Identify which family functions will be retained versus outsourced. Many of our clients maintain a small family office staff, for example a CFO, bookkeeper and administrative assistant. All other functions are outsourced. Other family office clients maintain a relatively large staff that performs a wide range of family-related tasks and duties. An efficient and cost-effective approach is often an outsourced service provider who can provide an array of services under one roof. Alternatively, a hybrid approach can be used, where the family office and the outsourced provider each handle different services. If properly structured, a separate family investment management company can be formed, which can provide enhanced insurance and retirement benefits to its principals, as well as provide multi-generational continuity over family investment assets.

Choose family office personnel wisely. First and foremost, family office executives should develop a thorough understanding of the family’s goals, objectives and risk profiles. In addition, a requisite set of business and management skills, depth of technical knowledge and strong interpersonal and communication skills are a must. Over time, family office personnel should develop a keen insight into the family’s mindset, or, in other words, gain invaluable “family institutional knowledge.”

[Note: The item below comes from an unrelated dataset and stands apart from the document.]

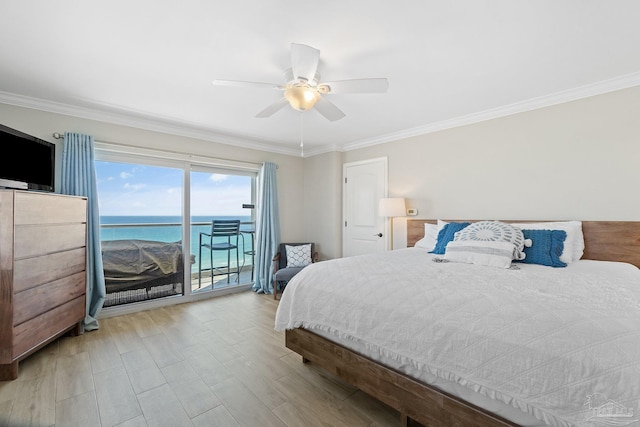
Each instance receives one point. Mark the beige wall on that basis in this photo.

Risk management and internal controls. The overall family office and individual family members face different risks and have differing risk profiles. It is crucial to establish a system of controls, oversight and monitoring that are designed to preserve and protect family wealth, while managing investment, legal, fiduciary, reputational and physical risk. Primary risks include handling cash, vendor onboarding and bill payment. Staff members tend to have long tenures and become close with the family, which can result in a blurring of professional and personal relationships.

Analyze the impact of trusts and private foundations. Given the close interrelationship between the family and the investment business, tax planning opportunities and/or issues may arise. A core function for many family offices is to support the family’s efforts in charitable giving, which may include family legacy planning and philanthropic mission development. Such efforts can be enhanced using charitable trusts, donor advised funds and/or private foundations, depending on the facts and circumstances.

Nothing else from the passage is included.